Está bien la palabra vínculo, porque realmente es una dicotomía que no ayuda. El aprendizaje profundo implica un montón de habilidades de pensamiento y de acción que no se pueden enseñar por separado del objeto de conocimiento. Pensar en enseñar habilidades descontextualizadas no funciona; yo no puedo enseñar a resolver problemas sin que sean sobre algo y sin conocer sobre algo. Tampoco funciona el contenido pelado, cuando el profesor explica el proceso de fotosíntesis y los chicos lo copian. El equilibrio viene por ahí, esto que otros y yo llamamos aprendizaje profundo es poder entrar en profundidad en cada uno de los temas de los diseños curriculares, no pasarlos por encima, sobrevolando, sino poder hacer algo con esas ideas y contenidos. Ese algo implica explorarlo, usarlo en relación con algún desafío de la vida real, conectarlo con otra cosa.

Un debate actual en Uruguay pasa por el mandato de la escuela secundaria para preparar a los jóvenes de cara a la universidad y el valor que en sí misma debería tener. ¿Es posible un equilibrio entre ambas?

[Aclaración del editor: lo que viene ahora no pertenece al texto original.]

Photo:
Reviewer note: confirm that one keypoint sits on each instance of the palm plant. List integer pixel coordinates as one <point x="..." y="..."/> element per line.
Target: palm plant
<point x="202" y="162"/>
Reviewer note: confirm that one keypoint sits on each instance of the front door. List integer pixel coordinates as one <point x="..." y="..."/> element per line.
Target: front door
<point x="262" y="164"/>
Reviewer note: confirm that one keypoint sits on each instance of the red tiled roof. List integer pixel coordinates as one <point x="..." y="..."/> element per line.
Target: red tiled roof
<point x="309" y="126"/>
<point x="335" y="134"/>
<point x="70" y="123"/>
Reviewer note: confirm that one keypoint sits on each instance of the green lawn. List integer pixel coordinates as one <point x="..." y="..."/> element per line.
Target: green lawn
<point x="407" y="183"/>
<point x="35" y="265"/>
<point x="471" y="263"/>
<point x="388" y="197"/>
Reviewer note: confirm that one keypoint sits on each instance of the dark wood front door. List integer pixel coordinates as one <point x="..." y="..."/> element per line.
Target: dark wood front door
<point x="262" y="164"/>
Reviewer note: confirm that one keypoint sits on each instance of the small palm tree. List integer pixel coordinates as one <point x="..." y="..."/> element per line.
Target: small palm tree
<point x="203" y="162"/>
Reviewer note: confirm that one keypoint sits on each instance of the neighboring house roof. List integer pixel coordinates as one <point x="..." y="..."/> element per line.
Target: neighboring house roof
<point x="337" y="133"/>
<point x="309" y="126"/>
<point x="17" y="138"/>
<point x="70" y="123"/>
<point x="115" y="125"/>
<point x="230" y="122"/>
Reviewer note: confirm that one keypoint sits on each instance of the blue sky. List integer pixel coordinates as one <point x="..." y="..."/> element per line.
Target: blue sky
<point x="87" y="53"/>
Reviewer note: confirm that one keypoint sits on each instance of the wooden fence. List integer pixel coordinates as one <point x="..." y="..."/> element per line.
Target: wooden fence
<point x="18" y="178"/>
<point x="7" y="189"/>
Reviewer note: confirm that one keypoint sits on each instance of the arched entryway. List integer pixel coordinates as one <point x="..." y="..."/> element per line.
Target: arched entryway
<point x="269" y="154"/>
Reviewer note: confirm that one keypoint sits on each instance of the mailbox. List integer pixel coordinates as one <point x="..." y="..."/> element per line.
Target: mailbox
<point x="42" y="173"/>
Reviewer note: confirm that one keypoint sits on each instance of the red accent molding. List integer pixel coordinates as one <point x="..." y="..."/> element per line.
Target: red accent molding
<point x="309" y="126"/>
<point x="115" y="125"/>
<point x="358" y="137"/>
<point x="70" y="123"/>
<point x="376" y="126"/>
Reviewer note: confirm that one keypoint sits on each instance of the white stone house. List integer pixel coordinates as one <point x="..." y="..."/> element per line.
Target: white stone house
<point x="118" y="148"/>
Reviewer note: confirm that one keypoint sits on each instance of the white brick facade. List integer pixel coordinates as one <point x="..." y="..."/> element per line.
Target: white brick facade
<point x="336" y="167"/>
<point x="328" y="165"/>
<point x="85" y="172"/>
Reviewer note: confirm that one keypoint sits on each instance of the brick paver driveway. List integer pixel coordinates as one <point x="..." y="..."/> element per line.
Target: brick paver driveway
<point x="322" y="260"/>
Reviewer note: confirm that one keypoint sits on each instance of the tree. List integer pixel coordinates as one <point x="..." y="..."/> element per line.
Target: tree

Para nada creo que sean excluyentes, todo lo contrario. Para ir a la universidad un chico puede hacer montones de ejercicios de matemática, derivadas integrales, sacarse sobresaliente y después olvidarse al día siguiente y no entenderlos, eso tampoco termina de funcionar. Hay que preparar no sólo para la universidad sino también para el mundo del trabajo, para la ciudadanía, para la vida, pensando en cuáles son los requisitos de las universidades, que probablemente también hay que repensar y cambiar. Hay que pensar qué es lo que hace falta para la universidad y el mundo del trabajo, pero también que esa preparación tenga sentido. Buscar que puedan hacer la práctica que necesiten; por ahí necesitan resolver ciertos ejercicios para ir a carreras técnicas, matemáticas, ingenieriles, pero en ese trabajo previo hay que buscar la manera de que esos ejercicios o tareas tengan algún contexto. Si voy a estudiar funciones, ¿qué fenómenos de la vida real puedo representar con una función? ¿Cómo los puedo modelar con una función o qué son esas variables, esas letritas que aparecen, que las voy intercambiando medio de memoria sin entender qué es la “x” o el 2 que aparece arriba? Eso ayuda a que no pase de largo, que no quede como conocimiento inerte, como lo llamamos. Por ahí me sirve para entrar a la facultad, pero tampoco me está preparando bien para la universidad.